Art: Tropical Storm Clouds by Tobias Oggenfuss

SMOKE

Hazy in memory are the tendrils
Bending like long-stemmed irises from
My father’s cigarettes, billowing out
In great clouds of white steam from
Our fireplace at night, black and thick
As a ship’s furnace in the red brick
Incinerator at the back of my childhood yard.
Fading from sight the vaporous system of
Carbon-rich matter rising from
Flues and ducts: messages sent from house to house,
Loose kites with tails curling like cats in
Afternoon sleep and dissipating in white
Puffs scudding the blue sky, gathered
In airplanes writing advertisementslooping
Great curves that hang like placards until
Wind’s strong arm wipes the blackboard clean.
No longer the sugary smell of corn
Stubble burnt in hot embers at the edge
Of roads, great purple balls of sulfurous
Stink belched from factories, the acrid reach
Of tanneries bronzing the horizon,
The cloying sweetness of pigs roasted in
Dug-out pits, open burns spreading
Layers of rosemary and juniper
In a rainfall of invisible ash. 
                                     
I used to be like my boyhood dog in
Early morning, nostrils twitching in
Anticipation of the rich stew of
Smells, jaws slack to snap at the wispy
Figures floating by. Now my tail is
Flattened and I lie on the wool rug,
Eyes half closed, pawing at the past.

About the author: 

Robert Rothman lives in Northern California, near extensive trails and open space, with the Pacific Ocean over the hill.
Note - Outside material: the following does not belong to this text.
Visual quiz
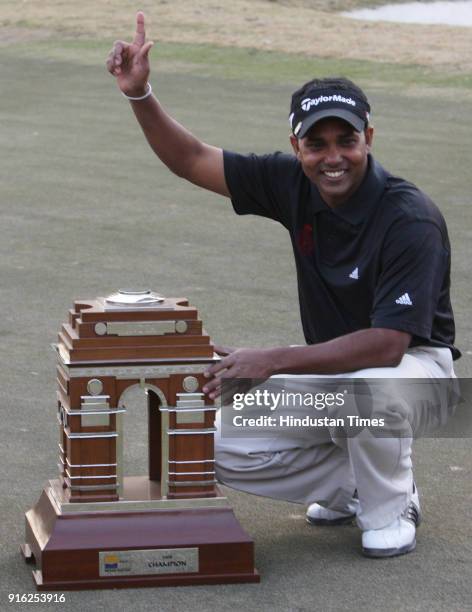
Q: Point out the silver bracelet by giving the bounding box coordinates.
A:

His work has appeared in the Atlanta Review, The Alembic, Existere, the Meridian Anthology of Contemporary Poetry, Westview, Willow Review and over fifty other literary journals. https://robertrothman.wordpress.com/.

Art:  Tropical Storm Clouds by Tobias Oggenfuss

In the artist’s words:

Tobias Oggenfuss is an artist in movement, metaphorically as well as physically, as he explores the kinetics of the world around himself. In effect, Oggenfuss is an integral part of the overall perpetual motion of atoms and electrons, the not so linear photons that reveal our world and universe. 

His images seemingly capture Earth’s rotation and that of the cosmos in a surrealist fashion, the deconstruction of our perceived environment and the challenging of our visual perception. 

Oggenfuss challenges the banal, thrusts the viewer into a warped reality that actually exists within our experiential comprehension and experiences; he questions and exposes our limitations: he reveals the known. But with the added questioning of the existing kinetics of known and non-charged particles, Oggenfuss simply creates reality-based representations of the ever-present surrealism that escapes us due to cultural experiences and precepts.